La pequeña La Hua lo miró, luego observó alrededor, y comprendió de inmediato.
Dong Fang Qingcang había enviado que la serpiente demoníaca los llevara a esta isla deshabitada para asegurarse de que ella no pudiera escapar mientras él dormía.
¡Qué...
La pequeña La Hua mordió su labio mientras miraba la cara ensangrentada de Dong Fang Qingcang. Su ira parecía coagularse en su interior, pero no lograba concentrarse.
¿Tan duro se había esforzado para mantenerla atrapada?
El islote estaba lleno de rocas y sin ninguna hierba, así que la pequeña La Hua caminó por toda la isla antes de regresar a la orilla para seguir vigilando a Dong Fang Qingcang.

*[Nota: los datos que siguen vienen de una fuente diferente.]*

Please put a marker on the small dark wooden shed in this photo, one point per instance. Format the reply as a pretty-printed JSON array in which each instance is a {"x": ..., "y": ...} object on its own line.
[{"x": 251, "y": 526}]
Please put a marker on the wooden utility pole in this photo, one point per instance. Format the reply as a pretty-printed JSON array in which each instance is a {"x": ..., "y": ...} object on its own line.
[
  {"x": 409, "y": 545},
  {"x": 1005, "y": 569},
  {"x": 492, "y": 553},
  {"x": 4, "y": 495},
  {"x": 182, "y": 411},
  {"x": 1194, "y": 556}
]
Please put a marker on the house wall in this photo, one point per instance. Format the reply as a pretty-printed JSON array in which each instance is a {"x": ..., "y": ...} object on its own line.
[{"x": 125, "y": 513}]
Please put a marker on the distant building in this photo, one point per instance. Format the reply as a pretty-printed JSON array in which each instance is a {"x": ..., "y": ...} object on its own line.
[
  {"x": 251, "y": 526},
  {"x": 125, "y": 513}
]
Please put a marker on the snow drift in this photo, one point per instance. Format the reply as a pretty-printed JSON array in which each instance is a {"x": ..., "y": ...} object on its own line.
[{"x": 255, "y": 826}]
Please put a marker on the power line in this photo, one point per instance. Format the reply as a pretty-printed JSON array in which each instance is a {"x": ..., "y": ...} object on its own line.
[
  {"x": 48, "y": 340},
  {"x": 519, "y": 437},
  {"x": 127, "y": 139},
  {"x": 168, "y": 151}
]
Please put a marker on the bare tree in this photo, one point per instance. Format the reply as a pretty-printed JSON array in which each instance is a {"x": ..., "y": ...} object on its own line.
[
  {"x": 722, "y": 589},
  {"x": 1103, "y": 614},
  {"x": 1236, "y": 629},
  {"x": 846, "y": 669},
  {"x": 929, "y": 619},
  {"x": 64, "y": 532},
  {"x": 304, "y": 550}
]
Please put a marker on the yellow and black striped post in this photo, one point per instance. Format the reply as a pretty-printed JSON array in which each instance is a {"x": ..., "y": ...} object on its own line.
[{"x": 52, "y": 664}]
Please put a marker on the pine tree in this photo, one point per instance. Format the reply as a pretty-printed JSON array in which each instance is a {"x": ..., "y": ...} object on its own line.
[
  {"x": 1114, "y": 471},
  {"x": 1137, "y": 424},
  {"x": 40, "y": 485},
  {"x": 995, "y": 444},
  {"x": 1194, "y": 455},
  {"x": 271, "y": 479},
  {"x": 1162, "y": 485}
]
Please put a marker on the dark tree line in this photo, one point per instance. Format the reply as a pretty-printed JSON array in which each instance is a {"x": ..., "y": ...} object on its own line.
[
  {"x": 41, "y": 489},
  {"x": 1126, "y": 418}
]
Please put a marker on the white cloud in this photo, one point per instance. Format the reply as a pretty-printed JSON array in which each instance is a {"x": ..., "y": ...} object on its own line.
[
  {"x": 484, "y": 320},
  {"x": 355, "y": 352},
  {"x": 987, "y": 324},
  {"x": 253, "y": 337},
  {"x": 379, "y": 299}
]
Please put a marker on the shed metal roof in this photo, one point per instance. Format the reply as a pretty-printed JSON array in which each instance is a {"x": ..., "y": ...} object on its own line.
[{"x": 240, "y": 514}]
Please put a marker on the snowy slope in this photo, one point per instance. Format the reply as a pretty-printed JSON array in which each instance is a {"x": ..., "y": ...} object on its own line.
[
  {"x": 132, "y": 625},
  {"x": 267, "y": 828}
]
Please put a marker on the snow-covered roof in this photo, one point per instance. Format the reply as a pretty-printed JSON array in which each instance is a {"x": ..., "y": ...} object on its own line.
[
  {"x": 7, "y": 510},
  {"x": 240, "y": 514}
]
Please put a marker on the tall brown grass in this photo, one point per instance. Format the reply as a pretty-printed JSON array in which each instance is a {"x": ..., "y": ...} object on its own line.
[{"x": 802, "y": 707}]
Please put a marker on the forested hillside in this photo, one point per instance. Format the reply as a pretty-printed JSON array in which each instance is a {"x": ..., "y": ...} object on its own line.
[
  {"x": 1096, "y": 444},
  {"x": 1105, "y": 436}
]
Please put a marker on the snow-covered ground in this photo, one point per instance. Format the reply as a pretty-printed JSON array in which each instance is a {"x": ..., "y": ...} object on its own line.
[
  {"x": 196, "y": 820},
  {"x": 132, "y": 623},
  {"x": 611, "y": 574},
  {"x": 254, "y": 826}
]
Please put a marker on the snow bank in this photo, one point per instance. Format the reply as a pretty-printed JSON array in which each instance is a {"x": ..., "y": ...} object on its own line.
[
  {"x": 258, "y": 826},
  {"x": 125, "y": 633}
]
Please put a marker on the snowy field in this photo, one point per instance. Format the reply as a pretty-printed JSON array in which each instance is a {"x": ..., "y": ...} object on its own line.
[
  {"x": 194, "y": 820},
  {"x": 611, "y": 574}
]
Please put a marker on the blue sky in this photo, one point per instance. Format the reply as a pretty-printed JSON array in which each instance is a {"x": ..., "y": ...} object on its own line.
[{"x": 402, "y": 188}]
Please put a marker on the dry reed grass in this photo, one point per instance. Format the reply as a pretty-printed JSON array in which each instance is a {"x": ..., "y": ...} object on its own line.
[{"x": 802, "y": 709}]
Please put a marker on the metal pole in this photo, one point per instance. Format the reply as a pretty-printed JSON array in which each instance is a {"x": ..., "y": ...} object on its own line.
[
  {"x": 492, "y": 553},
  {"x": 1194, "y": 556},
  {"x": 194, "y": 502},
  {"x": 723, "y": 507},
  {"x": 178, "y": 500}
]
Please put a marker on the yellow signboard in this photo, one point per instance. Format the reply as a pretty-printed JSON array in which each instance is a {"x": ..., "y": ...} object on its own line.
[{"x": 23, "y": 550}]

Aparatosa y aburrida, se tumbó al lado del demonio y quedó dormida.
Durante una noche tranquila, la pequeña La Hua despertó con el sol ardiente. Abrió los ojos y casi le cegaron con su intensidad.
Las rocas oscuras aumentaban de temperatura junto con el sol. La pequeña La Hua miró a Dong Fang Qingcang, quién dormía en la roca. Decidió que necesitaba un refugio para protegerse del sol.
Después de vagar por la isla y estudiar cuidadosamente las rocas, encontró una cueva que daba sombra de todos lados.
Construyó un cuello con Dong Fang Qingcang, lo movió a la cueva y luego regresó agotada. Las ropas de Dong Fang Qingcang estaban rasgadas.
El demonio dormía boca arriba en el suelo, con su cabello plateado cubriéndolo todo, como si hubiera sido abandonado...
Nadie sabía que Dong Fang Qingcang estaba desconcertado y sin importarle. La pequeña La Hua se aburría esperando a Dong Fang Qingcang por largas horas. El sol había subido en dos ocasiones cuando él seguía inconsciente.
La pequeña La Hua observó las rocas, pensando que Dong Fang Qingcang era realmente astuto al elegir esta isla. No podía ni siquiera desenterrarlo y enterrarlo en la tierra.
No siendo una buena solución permanecer con Dong Fang Qingcang, la pequeña La Hua se agachó a su lado y lo miró de reojo. Usando una expresión mortal, apuntó su mano hacia el antebrazo izquierdo del demonio y amenazó con asfixiarlo.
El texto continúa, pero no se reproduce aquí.